Universities are constructed like medieval cathedrals: magnificent, permanent, and requiring decades to build. But perhaps it’s time to embrace the IKEA approach: modular components, clear instructions, and the ability to disassemble and rebuild when circumstances change.

The Cathedral Model vs. The Flatpack Approach

Traditional Universities (The Cathedral):

  • Permanent departments carved in administrative stone
  • Hierarchical structures that haven’t changed since the 1960s
  • Massive overhead for specialized functions
  • Nearly impossible to reorganize without institutional trauma

Flatpack Universities (The IKEA Model):

  • Flexible, reconfigurable academic units
  • Shared services across multiple functions
  • Rapid assembly and disassembly as needed
  • Clear instructions for organizational change

The Modular Advantage

Academic Modules: Instead of fixed departments, universities could operate with flexible academic clusters that form and reform based on research needs and student demand.

Service Modules: Shared administrative functions across institutions—HR, finance, IT—that can be plugged in as needed.

Infrastructure Modules: Physical and digital resources that can be scaled up or down without massive capital investment.

Case Study: The Stuck Drawer Problem

Every IKEA veteran knows the frustration of a drawer that won’t slide properly. Universities have the same problem: departments that don’t fit together, services that can’t communicate, and processes that jam under pressure.

The difference is that with flatpack furniture, you can take it apart and reassemble it correctly. Universities prefer to live with the stuck drawer for decades.

The Assembly Instructions Universities Need

  1. Standardized Interfaces: Like USB ports, university systems should connect easily with minimal adaptation.

  2. Plug-and-Play Partnerships: Collaborations should be as simple as connecting two IKEA units with the standard fixtures.

  3. User-Friendly Manuals: University processes should be comprehensible to people who didn’t design them.

  4. Quality Control: Regular checks to ensure all components are working as intended.

Why This Matters

The current model forces universities to choose between:

  • Maintaining expensive, underused specialized functions
  • Outsourcing everything to private companies
  • Going without essential services

A modular approach offers a third option: sharing high-quality services across multiple institutions while maintaining institutional identity.

The Swedish Paradox

IKEA succeeds by combining standardization with personalization. You get standard components but arrange them to suit your space and needs. Universities could learn from this: shared back-office functions combined with distinctive academic missions.

Objections and Allen Keys

“But universities aren’t furniture!” True, but they are organizations, and organizations benefit from thoughtful design principles.
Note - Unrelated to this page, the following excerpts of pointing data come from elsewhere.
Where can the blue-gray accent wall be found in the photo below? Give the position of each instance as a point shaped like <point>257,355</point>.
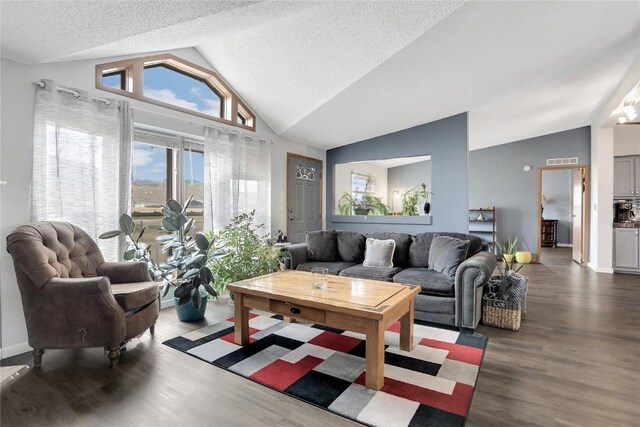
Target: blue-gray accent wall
<point>497,178</point>
<point>446,141</point>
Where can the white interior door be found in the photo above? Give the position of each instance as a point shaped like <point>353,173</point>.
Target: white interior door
<point>577,185</point>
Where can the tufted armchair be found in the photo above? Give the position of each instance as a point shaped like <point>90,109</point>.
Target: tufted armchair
<point>72,298</point>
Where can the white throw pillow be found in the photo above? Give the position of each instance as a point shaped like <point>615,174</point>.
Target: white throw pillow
<point>379,253</point>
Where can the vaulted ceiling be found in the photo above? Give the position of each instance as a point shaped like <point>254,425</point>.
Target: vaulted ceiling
<point>331,73</point>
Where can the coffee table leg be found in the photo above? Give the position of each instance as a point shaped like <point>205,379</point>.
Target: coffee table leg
<point>406,329</point>
<point>241,320</point>
<point>375,355</point>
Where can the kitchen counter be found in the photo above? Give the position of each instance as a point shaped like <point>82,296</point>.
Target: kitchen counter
<point>635,224</point>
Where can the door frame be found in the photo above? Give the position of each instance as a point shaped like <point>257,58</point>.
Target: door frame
<point>585,208</point>
<point>290,157</point>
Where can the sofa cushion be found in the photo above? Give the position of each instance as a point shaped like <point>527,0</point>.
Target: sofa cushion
<point>419,250</point>
<point>403,242</point>
<point>131,296</point>
<point>359,271</point>
<point>379,253</point>
<point>351,246</point>
<point>322,246</point>
<point>446,254</point>
<point>333,267</point>
<point>431,282</point>
<point>475,243</point>
<point>421,244</point>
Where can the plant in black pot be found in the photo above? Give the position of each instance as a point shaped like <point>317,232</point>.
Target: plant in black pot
<point>412,199</point>
<point>242,252</point>
<point>185,267</point>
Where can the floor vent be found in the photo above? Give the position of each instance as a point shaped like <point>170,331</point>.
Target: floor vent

“Academic freedom requires independence!” Shared administrative services don’t threaten academic freedom any more than shared electricity providers threaten your choice of reading lamp.
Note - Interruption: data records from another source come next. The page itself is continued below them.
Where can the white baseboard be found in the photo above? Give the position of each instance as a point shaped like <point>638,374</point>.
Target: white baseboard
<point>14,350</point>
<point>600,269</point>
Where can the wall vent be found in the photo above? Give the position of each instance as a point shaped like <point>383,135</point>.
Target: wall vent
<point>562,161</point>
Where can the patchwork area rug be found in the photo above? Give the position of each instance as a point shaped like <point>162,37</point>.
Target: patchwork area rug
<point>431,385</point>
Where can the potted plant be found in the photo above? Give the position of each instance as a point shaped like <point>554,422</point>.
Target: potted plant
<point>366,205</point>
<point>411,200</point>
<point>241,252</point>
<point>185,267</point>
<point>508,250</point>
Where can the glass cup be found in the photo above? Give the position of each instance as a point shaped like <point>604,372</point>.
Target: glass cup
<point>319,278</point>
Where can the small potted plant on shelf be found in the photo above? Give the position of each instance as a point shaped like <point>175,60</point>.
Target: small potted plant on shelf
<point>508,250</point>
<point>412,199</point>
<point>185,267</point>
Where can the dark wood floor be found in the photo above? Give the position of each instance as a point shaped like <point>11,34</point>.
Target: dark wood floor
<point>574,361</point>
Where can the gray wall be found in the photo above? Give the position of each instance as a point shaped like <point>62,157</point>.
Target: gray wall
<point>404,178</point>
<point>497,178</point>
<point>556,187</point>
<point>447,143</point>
“This will create bland uniformity!” IKEA somehow manages to supply millions of homes while allowing individual expression. Universities could do the same.

Implementation: Some Assembly Required

The transition wouldn’t happen overnight, but universities could start with:

  • Pilot shared service programs
  • Standardized interfaces between systems
  • Modular degree program design
  • Cross-institutional staff mobility

Conclusion: Instructions Included

The university sector’s problems aren’t unsolvable—they’re assembly problems. The pieces exist; they just need to be put together more thoughtfully.

And unlike actual IKEA furniture, universities don’t come with a little bag of spare screws. They have to create their own.